For the first objective, I have collected samples from the top layer of the system and the soil plus the wastewater slurry have been separated from the woodchips. These samples were collected at different points within the year so that samples at different temperature ranges can be compared. Worms and microbes are likely to be more active in warmer weather than when the temperature is at or below freezing. The next phase is to determine the specific microbes that are present and what the population looks like in these samples.

For the second objective, I am currently applying vermicompost tea amendments to a model crop (Walla Walla Sweet Onions) as a fertilizer while onions mature. Throughout the growth period, I will collect soil samples regularly from growth chambers to evaluate chemical and biological soil health properties. Once onions are mature, I will also evaluate the ability of vermitea to reduce onion crop loss to microbial pathogens.

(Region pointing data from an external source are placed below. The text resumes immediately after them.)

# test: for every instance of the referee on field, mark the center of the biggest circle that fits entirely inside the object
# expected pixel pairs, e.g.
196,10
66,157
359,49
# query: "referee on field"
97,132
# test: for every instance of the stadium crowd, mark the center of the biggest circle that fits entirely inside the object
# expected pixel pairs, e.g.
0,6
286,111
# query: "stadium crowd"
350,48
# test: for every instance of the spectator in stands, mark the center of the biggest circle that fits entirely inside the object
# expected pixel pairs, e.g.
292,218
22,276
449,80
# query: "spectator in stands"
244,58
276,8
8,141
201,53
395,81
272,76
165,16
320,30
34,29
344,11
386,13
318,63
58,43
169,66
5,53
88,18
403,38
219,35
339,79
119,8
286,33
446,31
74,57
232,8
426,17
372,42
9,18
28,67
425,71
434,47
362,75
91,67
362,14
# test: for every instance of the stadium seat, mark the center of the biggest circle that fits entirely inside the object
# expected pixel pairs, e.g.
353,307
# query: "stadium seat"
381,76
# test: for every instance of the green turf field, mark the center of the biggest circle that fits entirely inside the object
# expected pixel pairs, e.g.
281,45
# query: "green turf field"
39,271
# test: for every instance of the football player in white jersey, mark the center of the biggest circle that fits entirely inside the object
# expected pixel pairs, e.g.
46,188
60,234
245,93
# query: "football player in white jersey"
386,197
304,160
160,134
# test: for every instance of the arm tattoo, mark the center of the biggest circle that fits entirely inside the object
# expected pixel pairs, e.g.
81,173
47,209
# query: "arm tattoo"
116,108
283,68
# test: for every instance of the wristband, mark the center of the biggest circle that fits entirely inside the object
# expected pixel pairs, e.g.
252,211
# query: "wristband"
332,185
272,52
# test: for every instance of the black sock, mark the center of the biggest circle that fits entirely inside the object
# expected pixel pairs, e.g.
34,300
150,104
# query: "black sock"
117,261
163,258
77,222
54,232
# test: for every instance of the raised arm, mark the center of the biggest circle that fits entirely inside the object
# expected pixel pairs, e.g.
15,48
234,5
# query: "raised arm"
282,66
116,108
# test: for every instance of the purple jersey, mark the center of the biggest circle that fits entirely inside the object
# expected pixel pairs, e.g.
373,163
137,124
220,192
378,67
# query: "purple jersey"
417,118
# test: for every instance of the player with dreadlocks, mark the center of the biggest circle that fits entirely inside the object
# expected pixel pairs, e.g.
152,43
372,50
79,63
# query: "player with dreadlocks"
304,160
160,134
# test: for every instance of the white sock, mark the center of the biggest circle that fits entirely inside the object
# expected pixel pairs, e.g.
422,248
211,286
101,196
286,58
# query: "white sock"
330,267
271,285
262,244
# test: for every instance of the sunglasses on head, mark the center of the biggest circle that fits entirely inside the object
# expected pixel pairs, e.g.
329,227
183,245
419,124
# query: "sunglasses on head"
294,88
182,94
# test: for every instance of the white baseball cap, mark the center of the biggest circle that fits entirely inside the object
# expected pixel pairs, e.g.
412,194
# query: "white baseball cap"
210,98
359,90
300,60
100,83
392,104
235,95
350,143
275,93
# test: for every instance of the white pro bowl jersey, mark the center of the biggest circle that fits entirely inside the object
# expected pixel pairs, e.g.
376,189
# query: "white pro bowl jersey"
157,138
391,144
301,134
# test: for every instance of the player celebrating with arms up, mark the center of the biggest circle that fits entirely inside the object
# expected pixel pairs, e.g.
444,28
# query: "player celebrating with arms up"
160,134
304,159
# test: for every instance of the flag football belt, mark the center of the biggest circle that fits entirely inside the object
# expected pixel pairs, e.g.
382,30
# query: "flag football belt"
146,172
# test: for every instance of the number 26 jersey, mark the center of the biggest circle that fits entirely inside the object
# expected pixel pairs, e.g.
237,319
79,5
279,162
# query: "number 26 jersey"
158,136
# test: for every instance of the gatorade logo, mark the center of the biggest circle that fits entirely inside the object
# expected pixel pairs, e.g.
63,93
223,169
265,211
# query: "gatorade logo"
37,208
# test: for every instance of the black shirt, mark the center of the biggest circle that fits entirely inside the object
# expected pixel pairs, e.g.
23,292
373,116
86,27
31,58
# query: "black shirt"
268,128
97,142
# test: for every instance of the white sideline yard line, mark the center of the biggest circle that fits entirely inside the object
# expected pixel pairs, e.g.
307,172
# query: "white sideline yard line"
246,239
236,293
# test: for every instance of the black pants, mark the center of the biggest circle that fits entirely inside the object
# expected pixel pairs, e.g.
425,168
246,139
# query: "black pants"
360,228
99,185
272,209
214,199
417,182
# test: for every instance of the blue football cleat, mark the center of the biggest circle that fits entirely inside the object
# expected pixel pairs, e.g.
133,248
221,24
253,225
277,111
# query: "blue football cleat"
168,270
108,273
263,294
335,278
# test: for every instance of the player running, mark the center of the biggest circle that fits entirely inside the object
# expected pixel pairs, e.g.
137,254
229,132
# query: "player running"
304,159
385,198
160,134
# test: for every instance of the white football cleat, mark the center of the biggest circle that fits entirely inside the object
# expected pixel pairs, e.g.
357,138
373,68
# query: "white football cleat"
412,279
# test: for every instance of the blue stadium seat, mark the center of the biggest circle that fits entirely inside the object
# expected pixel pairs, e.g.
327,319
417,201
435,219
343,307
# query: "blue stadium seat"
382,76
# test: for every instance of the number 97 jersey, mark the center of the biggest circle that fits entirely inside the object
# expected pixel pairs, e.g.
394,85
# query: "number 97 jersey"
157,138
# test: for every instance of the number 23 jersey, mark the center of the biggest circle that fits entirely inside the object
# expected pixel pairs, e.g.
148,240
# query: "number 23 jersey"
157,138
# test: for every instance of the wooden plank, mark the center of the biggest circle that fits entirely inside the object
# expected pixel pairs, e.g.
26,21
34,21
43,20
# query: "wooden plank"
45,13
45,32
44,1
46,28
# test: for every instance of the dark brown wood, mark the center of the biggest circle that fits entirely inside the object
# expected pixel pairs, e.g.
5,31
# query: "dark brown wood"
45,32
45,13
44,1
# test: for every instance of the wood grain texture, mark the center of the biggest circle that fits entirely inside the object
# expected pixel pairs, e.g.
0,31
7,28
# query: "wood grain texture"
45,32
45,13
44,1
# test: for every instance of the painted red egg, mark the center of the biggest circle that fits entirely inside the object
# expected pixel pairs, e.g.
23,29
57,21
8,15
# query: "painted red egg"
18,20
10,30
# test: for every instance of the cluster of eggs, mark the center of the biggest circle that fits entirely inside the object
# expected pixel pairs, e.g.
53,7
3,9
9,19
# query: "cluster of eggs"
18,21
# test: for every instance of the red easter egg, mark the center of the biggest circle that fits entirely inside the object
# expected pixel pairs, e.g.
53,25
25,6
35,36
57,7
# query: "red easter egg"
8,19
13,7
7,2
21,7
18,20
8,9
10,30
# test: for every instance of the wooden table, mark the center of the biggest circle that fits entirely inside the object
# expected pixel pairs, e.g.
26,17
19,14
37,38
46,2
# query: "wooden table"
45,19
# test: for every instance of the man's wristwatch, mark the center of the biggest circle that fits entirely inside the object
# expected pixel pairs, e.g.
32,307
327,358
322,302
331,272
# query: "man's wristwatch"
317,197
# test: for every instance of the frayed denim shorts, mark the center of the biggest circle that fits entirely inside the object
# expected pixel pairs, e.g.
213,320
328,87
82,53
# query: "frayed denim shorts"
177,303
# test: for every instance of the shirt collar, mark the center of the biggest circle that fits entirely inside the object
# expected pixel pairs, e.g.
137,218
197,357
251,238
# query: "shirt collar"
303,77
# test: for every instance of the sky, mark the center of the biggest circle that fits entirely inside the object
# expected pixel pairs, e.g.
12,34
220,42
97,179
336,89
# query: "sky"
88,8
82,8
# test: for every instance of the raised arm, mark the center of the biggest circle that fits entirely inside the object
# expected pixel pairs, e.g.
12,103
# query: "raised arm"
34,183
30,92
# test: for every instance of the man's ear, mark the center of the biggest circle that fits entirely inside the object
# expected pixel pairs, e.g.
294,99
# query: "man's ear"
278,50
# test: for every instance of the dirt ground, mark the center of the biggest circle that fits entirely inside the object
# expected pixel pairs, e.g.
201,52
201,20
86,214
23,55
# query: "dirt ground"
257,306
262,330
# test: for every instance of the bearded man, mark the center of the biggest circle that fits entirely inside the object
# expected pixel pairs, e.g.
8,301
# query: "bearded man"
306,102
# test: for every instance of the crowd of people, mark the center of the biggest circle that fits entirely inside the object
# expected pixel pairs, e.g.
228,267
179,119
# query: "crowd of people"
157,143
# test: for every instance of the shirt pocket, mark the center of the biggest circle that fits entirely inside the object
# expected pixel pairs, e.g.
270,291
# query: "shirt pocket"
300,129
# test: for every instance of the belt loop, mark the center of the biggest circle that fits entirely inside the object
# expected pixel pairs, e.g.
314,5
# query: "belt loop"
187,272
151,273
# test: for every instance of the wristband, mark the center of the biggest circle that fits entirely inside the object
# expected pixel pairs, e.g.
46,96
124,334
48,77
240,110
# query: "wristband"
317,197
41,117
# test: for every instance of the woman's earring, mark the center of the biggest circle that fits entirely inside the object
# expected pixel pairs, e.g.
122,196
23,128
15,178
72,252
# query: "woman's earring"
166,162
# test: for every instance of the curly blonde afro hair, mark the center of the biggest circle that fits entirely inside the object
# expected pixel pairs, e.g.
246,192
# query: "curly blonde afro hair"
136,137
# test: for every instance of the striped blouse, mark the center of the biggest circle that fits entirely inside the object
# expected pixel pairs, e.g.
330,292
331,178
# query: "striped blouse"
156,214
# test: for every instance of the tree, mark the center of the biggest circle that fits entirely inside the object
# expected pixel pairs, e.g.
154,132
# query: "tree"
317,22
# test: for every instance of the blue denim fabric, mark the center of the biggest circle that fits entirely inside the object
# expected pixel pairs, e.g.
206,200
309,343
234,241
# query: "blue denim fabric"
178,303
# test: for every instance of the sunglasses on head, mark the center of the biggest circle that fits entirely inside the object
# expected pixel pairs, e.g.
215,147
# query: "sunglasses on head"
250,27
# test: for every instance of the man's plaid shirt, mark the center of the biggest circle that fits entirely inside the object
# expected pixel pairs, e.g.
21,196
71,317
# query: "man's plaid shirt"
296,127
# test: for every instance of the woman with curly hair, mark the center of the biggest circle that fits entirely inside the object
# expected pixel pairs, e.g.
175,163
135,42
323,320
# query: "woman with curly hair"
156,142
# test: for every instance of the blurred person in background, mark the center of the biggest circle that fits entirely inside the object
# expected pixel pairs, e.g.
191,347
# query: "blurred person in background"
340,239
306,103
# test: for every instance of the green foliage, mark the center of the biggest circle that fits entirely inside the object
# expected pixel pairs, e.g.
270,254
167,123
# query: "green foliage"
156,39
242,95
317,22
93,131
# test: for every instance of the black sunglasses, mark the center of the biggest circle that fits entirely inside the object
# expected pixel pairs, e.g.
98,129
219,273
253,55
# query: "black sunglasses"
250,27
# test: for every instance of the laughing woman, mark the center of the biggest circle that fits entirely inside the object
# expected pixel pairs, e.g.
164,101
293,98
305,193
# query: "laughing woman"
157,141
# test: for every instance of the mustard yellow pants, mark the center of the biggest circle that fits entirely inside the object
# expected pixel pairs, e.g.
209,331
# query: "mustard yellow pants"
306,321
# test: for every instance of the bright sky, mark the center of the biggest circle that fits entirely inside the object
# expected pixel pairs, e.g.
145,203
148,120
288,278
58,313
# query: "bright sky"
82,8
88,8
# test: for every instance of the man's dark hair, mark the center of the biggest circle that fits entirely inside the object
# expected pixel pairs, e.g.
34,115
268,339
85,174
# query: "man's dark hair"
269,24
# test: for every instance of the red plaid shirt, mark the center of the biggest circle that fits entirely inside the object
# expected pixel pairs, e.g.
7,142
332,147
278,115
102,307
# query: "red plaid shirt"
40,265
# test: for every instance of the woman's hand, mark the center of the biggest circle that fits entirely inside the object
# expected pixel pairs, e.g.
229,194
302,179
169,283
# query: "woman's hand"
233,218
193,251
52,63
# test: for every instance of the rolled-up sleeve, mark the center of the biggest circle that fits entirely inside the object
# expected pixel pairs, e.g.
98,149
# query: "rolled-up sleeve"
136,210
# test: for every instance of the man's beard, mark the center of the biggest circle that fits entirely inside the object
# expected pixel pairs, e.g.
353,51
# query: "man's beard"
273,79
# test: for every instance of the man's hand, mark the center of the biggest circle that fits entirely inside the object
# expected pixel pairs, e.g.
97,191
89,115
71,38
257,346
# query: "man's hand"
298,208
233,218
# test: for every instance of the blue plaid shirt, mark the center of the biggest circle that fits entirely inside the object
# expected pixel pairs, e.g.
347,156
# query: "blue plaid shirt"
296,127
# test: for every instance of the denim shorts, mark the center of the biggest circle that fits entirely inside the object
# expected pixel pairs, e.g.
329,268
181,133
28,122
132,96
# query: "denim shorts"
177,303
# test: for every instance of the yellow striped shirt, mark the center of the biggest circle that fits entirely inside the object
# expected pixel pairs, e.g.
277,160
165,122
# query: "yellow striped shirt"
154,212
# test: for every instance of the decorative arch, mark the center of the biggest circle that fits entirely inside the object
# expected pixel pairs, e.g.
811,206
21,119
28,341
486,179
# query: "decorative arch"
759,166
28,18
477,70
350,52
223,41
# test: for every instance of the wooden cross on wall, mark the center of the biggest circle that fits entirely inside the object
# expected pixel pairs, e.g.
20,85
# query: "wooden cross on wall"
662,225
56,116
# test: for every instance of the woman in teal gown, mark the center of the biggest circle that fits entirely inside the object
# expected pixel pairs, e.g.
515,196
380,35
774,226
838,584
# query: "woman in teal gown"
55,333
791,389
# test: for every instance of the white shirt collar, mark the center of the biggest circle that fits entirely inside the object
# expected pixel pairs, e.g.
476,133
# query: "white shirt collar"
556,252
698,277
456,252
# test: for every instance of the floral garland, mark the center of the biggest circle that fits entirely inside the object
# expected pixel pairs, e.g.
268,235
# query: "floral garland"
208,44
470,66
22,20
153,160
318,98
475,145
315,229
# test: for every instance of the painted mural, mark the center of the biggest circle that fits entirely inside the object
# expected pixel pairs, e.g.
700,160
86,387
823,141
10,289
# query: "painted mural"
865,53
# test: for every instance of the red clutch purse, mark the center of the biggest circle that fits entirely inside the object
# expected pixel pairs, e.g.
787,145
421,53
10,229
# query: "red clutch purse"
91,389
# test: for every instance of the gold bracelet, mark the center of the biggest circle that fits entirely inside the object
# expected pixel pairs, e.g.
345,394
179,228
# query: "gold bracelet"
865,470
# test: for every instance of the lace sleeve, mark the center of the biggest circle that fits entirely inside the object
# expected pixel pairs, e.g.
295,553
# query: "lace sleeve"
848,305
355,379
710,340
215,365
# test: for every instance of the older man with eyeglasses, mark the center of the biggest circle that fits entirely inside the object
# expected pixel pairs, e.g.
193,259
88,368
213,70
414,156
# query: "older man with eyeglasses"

Future tasks associated with the work include determining the physical chemical makeup of the vermitea, profiling the nutrient transport over depth within the pots, and characterizing the vermitea’s fertilizer ability as compared to traditional nitrogen fertilizers. Worms are incredible animals that have shown that they are capable of digesting all types of organic material. This system takes advantage of these traits and allows access to sustainable agricultural practices without high maintenance costs and energy requirements that are not feasible for rural areas.


1 comments on "How Worms are Revolutionizing Sustainable Agriculture"
  1. My understanding is that the N is lost to the atmosphere. It would be of tremendous value to capture some or all of the dairy effluent’s nitrate and ammonia, perhaps in a compost bed of wheat residue, before the microbes have a chance to denitrify it. This would reduce the dairy’s carbon footprint and allow the compost to recycle N that is otherwise lost.